Patients living with Type 2 diabetes are to be prescribed “very low-calorie” liquid diets.
NHS patients living with Type 2 Diabetes and obesity are to be prescribed a “very low-calorie” liquid diet in the hope of reversing their type 2 diabetes, NHS England has announced.
The diet is limited to 800 calories a day for three months and clinical trials suggest it can help put type 2 diabetes into remission while simultaneously losing weight.
It is similar to the highly controversial commercial diets such as the Cambridge Weight Plan and Exante.
This approach will initially be piloted in up to 5,000 people following the Diabetes UK funded DiRECT trial, where almost half of those who went on a very low calorie diet achieved remission of their Type 2 diabetes after one year. A quarter of participants achieved a staggering 15 kg or more weight loss, and of these, 86% put their type 2 diabetes into remission.
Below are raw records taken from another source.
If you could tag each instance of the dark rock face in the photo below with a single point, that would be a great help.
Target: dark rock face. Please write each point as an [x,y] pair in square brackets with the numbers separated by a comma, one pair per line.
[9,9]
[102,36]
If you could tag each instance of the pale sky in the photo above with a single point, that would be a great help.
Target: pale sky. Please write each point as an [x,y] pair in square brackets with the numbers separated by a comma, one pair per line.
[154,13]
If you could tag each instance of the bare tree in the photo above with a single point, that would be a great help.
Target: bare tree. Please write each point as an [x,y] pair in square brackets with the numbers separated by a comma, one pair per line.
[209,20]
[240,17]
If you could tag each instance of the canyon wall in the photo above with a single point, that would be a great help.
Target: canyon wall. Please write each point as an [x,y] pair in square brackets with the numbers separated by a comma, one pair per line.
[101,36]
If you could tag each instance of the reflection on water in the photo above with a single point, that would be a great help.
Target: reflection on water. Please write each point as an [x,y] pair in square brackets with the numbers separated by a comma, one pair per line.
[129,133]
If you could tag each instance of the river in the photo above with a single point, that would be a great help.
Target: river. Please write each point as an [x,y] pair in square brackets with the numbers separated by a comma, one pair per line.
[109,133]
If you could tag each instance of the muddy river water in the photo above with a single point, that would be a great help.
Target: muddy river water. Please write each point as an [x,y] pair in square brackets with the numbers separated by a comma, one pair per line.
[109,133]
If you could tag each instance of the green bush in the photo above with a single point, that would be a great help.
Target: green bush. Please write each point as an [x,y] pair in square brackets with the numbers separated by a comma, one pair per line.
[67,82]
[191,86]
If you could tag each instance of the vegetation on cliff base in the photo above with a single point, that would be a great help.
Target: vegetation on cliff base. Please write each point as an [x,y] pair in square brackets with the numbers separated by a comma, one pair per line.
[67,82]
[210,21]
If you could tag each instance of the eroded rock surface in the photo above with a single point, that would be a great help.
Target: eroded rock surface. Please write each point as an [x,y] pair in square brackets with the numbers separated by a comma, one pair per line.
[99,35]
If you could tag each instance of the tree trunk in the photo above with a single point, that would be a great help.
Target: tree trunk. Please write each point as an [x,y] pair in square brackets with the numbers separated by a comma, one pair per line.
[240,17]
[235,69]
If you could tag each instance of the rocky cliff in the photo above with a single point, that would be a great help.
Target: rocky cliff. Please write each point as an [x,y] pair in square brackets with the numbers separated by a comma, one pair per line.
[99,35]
Chris Askew, Chief Executive of Diabetes UK, said: “The first year results of Diabetes UK DiRECT study showed that – for some people with Type 2 diabetes – an intensive, low-calorie weight loss programme delivered with ongoing support through primary care could put their condition into remission. While this ground-breaking study continues to explore how long-lasting these benefits are, we are delighted that NHS England have been inspired by this work to pilot a Type 2 remission programme through the NHS.”
NHS England says the move will not just improve the health of patients but also save the NHS money that can be reinvested in frontline care. Currently, the health service in England spends around 10% of its budget on treating diabetes.
Simon Stevens, Chief Executive of NHS England, said: “The NHS is now going to be ramping up practical action to support hundreds of thousands people avoid obesity-induced heart attacks, strokes, cancers and Type 2 diabetes. The NHS Long Term Plan is going to give people the power and the support to take control of their own lifestyles – so that they can help themselves while also helping the NHS.
“Because what’s good for our waistlines is also good for our wallets, given the huge costs to all of us as taxpayers from these largely preventable illnesses. However this isn’t a battle that the NHS can win on its own. The NHS pound will go further if the food industry also takes action to cut junk calories and added sugar and salt from processed food, TV suppers and fast food takeaways.”